Bu tür çalışmaları yapan ve gerçekleri yazmak için kadın başına taa AHISKA’ya kadar giden ZÜLÂL KAYA’YI çalışmalarından ötürü tebrik ediyorum. Bu Millete böyle hizmet edilir. Arkadaşımıza eline yüreğini sağlık diyor, herkesin bu kitabı okumasını tavsiye ediyorum.
*
NOT: ÖZÜR VE TEŞEKKÜR.
Zülâl hanım, 21 Kasım 2014 günü Çorum Haber’de yazdığım “AHISKA TÜRKLERİ 70.GÖÇ SEMPOZYUMU VE TÜRKLERİN 200 YILLIK GÖÇ ACISI” başlıklı yazımdaki bazı hakaretamiz sözler için beni uyarmıştır. Kitaplarımda da köşe yazılarımda genelde dikkat ettiğim halde bu yazımda gözden kaçan bu yanlış sözleri düzelterek, bu konuda yazan ve yazacak olan dostlarımı tabii kendimi de uyarmak istiyorum.
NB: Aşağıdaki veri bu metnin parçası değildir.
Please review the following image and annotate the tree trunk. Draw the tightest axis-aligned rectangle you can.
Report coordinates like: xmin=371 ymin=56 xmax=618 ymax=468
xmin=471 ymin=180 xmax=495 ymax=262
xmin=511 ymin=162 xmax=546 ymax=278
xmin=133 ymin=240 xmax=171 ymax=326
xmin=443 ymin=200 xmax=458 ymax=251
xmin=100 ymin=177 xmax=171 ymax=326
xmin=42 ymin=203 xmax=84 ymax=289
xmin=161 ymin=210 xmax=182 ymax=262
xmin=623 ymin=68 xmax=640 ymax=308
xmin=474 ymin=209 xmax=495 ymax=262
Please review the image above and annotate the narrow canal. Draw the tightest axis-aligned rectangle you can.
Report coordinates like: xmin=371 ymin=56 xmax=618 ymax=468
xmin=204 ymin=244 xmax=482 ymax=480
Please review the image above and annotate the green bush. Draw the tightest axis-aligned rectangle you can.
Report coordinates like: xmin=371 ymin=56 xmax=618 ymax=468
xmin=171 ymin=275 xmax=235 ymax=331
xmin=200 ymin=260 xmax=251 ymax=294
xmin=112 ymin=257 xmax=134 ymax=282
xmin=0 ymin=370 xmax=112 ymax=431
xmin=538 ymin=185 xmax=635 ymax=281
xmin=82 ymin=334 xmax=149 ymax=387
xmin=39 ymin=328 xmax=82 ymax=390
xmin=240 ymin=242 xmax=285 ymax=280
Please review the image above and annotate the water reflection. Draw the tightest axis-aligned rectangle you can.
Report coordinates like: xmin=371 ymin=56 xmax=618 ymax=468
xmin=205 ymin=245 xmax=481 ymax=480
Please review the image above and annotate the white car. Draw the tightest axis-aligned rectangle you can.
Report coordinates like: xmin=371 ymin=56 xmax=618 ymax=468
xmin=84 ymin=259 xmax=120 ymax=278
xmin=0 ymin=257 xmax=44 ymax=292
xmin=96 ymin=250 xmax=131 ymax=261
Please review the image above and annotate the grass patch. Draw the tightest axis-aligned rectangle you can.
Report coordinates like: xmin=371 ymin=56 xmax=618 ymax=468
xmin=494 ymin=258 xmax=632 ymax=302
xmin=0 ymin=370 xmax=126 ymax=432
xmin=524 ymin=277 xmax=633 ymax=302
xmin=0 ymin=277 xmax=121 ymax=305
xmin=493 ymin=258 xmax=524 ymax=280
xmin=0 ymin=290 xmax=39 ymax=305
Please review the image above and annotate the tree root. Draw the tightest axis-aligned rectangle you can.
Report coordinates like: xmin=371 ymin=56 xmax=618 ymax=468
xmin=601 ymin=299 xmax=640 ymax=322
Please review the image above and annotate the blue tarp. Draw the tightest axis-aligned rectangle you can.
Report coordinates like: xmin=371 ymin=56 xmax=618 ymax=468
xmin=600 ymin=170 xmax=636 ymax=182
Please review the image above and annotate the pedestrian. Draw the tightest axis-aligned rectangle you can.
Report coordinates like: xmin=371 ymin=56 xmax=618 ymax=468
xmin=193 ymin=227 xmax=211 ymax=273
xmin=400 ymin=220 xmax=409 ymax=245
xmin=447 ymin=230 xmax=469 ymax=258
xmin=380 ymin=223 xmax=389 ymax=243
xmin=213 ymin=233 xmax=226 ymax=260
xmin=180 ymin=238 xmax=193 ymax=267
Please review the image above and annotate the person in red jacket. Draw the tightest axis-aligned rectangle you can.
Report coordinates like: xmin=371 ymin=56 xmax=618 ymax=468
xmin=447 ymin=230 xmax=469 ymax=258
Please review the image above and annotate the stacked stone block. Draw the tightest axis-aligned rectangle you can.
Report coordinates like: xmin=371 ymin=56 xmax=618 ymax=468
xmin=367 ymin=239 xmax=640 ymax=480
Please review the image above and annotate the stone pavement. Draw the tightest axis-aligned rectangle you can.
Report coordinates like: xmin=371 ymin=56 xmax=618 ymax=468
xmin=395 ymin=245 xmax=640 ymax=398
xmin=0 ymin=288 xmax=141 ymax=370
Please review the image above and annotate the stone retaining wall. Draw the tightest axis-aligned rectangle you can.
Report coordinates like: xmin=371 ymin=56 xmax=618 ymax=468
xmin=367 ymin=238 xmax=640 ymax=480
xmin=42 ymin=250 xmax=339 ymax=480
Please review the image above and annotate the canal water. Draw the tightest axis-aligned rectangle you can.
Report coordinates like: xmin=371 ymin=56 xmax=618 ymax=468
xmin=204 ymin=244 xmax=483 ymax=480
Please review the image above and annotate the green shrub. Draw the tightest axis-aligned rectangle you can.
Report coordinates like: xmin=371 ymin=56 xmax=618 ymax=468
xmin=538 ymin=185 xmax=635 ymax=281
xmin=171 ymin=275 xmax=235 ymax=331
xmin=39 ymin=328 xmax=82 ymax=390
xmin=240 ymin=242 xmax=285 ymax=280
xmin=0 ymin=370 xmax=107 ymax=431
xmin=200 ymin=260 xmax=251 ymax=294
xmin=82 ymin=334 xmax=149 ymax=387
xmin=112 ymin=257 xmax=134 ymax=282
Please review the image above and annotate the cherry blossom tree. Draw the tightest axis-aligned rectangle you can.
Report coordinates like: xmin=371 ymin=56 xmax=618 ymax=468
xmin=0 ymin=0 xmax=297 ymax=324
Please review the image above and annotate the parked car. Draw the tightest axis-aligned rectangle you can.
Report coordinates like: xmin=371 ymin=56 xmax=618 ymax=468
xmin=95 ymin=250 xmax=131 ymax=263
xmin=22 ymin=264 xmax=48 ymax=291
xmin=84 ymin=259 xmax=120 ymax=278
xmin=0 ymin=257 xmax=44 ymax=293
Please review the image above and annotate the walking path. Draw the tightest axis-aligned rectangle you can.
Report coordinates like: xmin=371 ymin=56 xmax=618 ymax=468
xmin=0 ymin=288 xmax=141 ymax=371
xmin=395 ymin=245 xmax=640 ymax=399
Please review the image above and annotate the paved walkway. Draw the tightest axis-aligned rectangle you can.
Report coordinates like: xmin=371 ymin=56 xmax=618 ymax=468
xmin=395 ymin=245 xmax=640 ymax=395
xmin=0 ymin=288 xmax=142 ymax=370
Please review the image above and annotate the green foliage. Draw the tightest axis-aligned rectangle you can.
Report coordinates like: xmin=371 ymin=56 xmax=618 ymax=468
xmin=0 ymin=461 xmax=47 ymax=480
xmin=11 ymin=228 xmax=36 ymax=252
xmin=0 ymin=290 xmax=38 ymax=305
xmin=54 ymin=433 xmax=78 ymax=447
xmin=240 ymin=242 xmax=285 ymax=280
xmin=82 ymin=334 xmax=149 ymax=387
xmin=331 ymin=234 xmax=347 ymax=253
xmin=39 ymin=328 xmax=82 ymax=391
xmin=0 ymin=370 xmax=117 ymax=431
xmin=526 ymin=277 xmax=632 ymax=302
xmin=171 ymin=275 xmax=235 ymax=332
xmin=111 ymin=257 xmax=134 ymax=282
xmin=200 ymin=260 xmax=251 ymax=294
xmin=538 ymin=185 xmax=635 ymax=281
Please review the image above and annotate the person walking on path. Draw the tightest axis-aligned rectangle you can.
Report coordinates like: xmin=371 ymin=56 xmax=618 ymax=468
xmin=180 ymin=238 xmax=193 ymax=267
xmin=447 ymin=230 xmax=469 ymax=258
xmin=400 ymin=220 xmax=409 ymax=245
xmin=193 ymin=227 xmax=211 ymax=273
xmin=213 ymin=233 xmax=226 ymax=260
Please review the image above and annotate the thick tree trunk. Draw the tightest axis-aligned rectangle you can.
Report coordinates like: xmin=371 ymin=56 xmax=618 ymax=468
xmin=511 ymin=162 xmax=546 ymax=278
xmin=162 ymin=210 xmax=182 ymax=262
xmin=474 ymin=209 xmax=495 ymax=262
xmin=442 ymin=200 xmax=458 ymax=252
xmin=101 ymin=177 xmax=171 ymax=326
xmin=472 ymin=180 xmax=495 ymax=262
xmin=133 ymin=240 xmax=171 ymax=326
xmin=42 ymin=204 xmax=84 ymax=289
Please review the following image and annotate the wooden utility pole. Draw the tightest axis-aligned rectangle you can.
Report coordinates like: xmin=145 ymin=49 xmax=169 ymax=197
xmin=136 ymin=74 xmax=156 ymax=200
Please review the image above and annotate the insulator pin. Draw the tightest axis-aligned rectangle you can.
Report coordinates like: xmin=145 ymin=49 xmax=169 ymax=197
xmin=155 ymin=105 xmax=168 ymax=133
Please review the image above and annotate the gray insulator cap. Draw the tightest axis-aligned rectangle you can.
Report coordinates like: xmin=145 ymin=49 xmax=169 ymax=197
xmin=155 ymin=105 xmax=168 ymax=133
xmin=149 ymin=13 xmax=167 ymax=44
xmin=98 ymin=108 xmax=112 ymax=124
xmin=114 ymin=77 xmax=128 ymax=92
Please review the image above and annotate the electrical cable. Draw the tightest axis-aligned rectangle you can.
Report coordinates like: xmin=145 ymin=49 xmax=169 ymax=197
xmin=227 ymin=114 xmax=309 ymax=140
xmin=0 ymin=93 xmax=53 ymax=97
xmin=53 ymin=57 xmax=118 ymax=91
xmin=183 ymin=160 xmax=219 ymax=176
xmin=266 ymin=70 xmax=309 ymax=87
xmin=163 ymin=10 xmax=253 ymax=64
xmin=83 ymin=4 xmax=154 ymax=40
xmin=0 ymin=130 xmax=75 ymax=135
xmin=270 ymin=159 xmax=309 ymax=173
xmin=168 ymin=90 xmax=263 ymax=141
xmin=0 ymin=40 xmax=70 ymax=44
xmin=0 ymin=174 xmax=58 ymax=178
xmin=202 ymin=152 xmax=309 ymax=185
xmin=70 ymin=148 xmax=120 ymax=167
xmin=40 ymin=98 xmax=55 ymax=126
Ben kitaplarımda, daima masum, mazbut ve mütedeyyin Ermeni vatandaşlarımızı tenzih ederek yazdım, onları asla suçlamadım. Suçlamam da. Bilhassa geçen sene facebook (feysbuk) da bu ayırımı yapmadan Hrant Dink olayında Ermenilere ağır sözler söyleyenleri hep uyardım. Bilhassa “Hepiniz Pi… iz” sözlerine şiddetle karşı çıktım. Bu ifadeler hem yakışıksız, hem tümden bir toplumu karalıyor.
Öte yandan Ermenilerin (yani bazı Ermenilerin) “SOYKIRIM” suçlaması ağır bir iftira. Bu iftira Türk Milletini çok ciddi şekilde rencide ediyor, üzüyor ve kızdırıyor. Ama buna doğru ve mantıklı cevapla mukabele etmek gerekir, küfürle değil.
Unutmayalım ki 16 Mayıs 1919’da Atatürk’ün Samsun’a gideceği Bandırma vapurunu kontrol eden İngiliz Subaylarına öncülük eden Osmanlı subayı bir Ermeni idi. Bu subayımız Bandırma vapurunun temiz olduğuna İngilizleri inandırdı. İstese o vapura mani olabilirdi.
Zaten biz bu ülkede fikri zikri ne olursa olsun, Ermenilerle 1000 yıl kardeşçe yaşadık. Hâlâ yaşıyoruz ve yaşayacağız. Bu kardeşliği bozacak ve infial yaratacak şekilde yazmamalıyız. Bir zümreyi kışkırtmamaya dikkat etmeliyiz. Zaten insanlık da bunu gerektirir.
Yazılarımızda elbette bazı tenkitlerimiz olacaktır ama bu ülkenin has vatandaşı olan Ermeni kardeşlerimizi incitmemek için onları tenzih ettiğimizi özellikle belirtelim. Yukarıda söz konusu yazımda ben de boş bulunup bu ayırımı yapmadan hakaretamiz bir şeyler yazmışım. Beni uyaran Zülâl Hanıma teşekkür ediyorum ve bu ülkenin her cihetten has vatandaşı olan Ermeni dostlarımı tenzih ediyorum, onlardan özür diliyorum.